Malva was the daughter of Pablo Neruda the Chilean poet. Born with hydrocephalus and soon disowned by her father, she lived with a foster family in the Netherlands until her death at eight years old, during the Second World War.
In her novel, the poet Hagar Peeters has imagined the dead Malva picking up the pen that slipped from her father’s hand as he died. Peeters gives the girl a voice, and a fascinating life, and has Malva telling the story of her father who, as a revolutionary poet, had to deal with a reactionary Chilean regime. In the afterlife, Malva meets such kindred spirits as Oskar (Die Blechtrommel), James Joyce’s daughter Lucia (a declared schizophrenic) and Arthur Miller’s son Daniel (Down’s Syndrome) – with whom she wisely and wittily comments on life on earth.

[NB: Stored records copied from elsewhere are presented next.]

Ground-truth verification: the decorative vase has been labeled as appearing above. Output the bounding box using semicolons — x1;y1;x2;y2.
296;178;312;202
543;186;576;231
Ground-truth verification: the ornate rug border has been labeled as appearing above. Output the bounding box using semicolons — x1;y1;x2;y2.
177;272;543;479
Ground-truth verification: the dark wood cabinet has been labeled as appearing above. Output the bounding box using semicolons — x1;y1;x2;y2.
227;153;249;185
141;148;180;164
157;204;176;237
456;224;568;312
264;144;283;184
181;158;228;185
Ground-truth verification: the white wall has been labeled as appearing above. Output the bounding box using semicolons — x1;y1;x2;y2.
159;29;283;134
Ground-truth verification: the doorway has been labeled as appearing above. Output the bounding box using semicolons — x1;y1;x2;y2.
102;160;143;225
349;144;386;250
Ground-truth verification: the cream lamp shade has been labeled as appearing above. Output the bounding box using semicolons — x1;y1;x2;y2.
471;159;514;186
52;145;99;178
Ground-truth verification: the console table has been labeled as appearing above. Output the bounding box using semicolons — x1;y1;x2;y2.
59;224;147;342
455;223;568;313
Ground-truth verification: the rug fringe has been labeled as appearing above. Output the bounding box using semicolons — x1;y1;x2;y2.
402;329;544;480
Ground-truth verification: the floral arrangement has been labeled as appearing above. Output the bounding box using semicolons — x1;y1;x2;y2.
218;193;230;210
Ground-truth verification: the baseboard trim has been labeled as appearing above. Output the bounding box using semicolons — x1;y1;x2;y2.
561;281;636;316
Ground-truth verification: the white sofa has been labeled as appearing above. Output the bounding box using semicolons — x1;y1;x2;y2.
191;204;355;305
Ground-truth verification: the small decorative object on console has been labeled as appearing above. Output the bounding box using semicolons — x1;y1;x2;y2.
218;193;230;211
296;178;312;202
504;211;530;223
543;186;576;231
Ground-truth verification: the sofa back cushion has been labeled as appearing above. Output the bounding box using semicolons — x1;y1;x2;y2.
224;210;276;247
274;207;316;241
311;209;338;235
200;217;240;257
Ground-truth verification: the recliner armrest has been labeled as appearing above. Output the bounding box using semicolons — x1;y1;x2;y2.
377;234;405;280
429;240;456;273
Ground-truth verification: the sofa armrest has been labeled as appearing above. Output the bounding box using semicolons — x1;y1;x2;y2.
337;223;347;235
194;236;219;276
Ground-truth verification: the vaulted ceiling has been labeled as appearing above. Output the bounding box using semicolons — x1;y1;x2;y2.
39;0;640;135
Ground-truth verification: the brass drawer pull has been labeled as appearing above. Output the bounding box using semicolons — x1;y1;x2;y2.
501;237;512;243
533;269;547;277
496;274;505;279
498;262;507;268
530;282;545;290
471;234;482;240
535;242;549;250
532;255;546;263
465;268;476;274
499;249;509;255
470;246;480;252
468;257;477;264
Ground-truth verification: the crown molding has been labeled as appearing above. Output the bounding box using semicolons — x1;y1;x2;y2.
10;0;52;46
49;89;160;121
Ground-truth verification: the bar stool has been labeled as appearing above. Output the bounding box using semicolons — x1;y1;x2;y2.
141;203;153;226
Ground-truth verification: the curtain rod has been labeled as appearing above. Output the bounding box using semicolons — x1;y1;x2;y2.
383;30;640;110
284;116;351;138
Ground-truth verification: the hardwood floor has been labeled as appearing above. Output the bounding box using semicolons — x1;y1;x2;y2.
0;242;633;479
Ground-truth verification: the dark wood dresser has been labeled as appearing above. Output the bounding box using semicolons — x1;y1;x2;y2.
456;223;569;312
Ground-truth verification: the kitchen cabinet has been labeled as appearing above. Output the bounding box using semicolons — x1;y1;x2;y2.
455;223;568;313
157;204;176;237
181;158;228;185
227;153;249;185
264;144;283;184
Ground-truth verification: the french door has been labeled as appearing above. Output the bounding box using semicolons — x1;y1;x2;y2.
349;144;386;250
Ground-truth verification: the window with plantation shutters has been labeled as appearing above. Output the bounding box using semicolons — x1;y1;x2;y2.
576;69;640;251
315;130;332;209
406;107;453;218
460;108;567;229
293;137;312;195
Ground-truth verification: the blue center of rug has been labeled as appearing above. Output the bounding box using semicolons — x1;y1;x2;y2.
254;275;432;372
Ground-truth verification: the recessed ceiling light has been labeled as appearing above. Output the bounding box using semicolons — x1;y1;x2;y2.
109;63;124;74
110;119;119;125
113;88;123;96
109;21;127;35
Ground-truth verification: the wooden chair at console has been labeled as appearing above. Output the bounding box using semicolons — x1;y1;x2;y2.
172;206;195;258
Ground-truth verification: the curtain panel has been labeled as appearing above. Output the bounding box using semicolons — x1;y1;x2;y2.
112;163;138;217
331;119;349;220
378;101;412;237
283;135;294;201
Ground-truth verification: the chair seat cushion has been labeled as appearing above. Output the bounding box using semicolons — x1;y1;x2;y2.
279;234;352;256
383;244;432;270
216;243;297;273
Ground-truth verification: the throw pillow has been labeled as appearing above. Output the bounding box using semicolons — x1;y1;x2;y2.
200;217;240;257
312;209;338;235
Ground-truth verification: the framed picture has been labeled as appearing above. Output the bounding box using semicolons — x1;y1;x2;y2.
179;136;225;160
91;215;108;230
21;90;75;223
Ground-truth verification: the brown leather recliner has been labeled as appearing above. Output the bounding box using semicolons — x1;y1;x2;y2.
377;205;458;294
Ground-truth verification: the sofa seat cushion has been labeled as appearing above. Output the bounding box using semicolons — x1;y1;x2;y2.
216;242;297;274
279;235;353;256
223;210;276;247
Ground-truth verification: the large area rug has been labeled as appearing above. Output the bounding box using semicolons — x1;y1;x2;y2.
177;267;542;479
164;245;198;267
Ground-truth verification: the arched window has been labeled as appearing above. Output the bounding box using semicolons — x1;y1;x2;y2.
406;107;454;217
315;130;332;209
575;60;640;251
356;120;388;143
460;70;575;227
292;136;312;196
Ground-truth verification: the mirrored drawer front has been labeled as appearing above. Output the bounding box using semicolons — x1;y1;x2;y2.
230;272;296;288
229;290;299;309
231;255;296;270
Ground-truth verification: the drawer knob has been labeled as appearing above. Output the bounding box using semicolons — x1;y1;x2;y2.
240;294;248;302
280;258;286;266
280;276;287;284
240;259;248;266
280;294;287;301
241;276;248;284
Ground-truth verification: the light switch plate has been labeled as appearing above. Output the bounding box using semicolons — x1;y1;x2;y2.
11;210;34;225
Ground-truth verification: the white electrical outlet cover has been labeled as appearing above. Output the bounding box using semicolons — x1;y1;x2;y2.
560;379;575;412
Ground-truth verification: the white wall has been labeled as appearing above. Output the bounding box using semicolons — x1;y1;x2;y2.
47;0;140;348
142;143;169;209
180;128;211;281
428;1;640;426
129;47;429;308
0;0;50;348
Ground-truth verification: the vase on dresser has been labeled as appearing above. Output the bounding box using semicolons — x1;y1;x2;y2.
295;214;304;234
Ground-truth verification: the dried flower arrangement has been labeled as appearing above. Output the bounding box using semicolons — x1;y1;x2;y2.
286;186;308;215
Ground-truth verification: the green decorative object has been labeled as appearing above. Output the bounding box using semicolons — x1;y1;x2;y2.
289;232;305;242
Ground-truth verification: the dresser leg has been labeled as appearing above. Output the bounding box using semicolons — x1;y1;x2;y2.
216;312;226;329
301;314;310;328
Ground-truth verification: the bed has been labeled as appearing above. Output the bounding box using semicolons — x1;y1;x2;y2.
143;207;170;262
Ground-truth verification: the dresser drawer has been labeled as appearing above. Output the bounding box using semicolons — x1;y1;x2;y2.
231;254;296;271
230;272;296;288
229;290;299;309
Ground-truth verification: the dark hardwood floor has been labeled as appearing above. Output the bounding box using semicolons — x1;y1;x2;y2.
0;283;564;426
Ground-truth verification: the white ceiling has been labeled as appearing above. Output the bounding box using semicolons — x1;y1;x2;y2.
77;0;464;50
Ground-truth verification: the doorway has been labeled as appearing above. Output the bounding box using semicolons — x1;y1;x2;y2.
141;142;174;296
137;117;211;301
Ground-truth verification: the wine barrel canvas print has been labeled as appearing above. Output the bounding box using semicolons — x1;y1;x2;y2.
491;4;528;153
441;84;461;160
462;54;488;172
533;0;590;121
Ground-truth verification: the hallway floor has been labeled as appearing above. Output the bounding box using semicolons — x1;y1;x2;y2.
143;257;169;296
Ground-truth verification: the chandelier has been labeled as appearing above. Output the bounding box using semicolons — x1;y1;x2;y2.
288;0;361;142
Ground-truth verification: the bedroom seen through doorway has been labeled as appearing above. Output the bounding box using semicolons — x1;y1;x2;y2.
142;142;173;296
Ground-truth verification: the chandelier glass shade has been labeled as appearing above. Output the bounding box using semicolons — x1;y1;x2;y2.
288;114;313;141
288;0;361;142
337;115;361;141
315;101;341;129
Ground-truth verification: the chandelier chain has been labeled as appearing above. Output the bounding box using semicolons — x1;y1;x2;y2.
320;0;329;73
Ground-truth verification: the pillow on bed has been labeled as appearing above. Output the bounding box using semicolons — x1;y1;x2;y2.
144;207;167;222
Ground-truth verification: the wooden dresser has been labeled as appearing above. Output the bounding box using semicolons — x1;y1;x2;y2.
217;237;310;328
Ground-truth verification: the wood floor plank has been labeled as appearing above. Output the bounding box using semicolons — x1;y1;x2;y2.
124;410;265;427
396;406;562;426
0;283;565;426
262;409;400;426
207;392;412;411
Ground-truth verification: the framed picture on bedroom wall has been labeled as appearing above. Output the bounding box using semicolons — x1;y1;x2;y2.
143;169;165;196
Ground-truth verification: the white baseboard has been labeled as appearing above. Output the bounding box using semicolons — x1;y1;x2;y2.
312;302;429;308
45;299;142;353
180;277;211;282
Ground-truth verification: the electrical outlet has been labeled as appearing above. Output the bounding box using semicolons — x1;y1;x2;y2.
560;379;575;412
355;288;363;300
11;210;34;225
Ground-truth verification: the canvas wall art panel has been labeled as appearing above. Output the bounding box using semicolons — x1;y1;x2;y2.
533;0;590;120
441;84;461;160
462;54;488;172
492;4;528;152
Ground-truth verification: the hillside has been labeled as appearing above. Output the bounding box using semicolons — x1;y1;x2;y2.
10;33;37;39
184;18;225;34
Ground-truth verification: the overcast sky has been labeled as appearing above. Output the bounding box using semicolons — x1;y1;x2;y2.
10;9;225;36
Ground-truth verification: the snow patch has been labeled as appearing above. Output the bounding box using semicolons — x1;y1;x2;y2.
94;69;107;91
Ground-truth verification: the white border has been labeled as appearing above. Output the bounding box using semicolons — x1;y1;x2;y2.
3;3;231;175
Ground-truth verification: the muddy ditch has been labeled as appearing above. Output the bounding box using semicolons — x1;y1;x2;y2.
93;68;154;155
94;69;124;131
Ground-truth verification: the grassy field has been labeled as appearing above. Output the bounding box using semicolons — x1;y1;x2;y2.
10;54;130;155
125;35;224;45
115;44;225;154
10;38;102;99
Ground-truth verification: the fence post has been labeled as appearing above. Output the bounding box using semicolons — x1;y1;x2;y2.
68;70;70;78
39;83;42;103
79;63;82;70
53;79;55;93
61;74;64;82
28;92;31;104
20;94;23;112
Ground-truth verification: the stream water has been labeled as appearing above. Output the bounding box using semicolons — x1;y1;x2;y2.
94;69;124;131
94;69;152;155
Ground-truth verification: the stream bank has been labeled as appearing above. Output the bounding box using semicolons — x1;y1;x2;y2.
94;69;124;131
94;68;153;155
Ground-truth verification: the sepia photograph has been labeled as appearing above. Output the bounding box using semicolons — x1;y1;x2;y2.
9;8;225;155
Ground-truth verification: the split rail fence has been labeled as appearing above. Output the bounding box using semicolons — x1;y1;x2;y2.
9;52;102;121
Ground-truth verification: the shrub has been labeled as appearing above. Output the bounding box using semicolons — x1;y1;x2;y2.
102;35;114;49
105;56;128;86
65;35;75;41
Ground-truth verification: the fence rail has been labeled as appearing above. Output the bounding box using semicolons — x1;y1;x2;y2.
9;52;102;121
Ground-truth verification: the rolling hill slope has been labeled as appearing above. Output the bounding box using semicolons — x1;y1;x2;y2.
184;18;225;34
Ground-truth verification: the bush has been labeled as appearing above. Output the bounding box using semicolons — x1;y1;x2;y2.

Also with them, Malva tries to find an answer to the question which troubles her: how could Neruda, the irreproachable hero who stood up for the forgotten and downtrodden, have denied the existence of his own daughter? She asks Hagar Peeters, whose own father was a journalist in Chile at the time of Neruda’s death and was present at his funeral, to be her ghost writer and help resolve the issue. In the end, it is Socrates who takes up the matter with the great poet.
In Peeter’s poetic hands, Malva is a remarkable and original novel; rather, it is a remarkable and original combination of novel and autobiography, since it involves the author’s own father.